Constantinople: City of the World's Desire, 1453–1924
- Author: Philip Mansel
- Subject: Constantinople
- Genre: Non-fiction
- Publication date: 1995

= Constantinople: City of the World's Desire, 1453–1924 =

1995 book by Philip Mansel

Constantinople: City of the World's Desire 1453-1924 is a 1995 non-fiction book by Philip Mansel, covering Constantinople (now Istanbul) during the rule of the Ottoman Empire.

The author hoped to show positive aspects of the Ottoman Empire while acknowledging some negative aspects.

William Dalrymple of The Independent stated that it is an important work due to few people being able to comprehend Ottoman Turkish and therefore being able to research the Ottoman Empire.

==Background==
William Armstrong of Hürriyet Daily News stated that the usage of "Constantinople" instead of "Istanbul" was a "deliberate decision" to highlight the "historical cosmopolitanism" that ended after the end of the empire.

==Contents==
Mordecai Lee of the University of Wisconsin-Milwaukee states that the book "maintains a strict academic-level presentation" although it is "eminently readable for a lay person". The author discusses the various aspects of the city, among them religious tolerance and tensions.
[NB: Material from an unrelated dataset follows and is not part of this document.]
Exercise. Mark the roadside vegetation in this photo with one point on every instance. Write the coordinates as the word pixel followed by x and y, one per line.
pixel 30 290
Armstrong states that the book does not flesh out "historical background" and therefore does not demonstrate "deep impression of the underlying intellectual undercurrents".

The book's bibliography and end notes sections make up 22 and 41 pages each.

==Reception==
John Ash of The Washington Post stated that Mansel wrote an "engaging and richly detailed account".

Lee stated that the "more positive aspects of Ottoman history[...]are especially enlightening to the reader". Lee praised how the "information flows naturally" and concluded that it was an "outstanding book".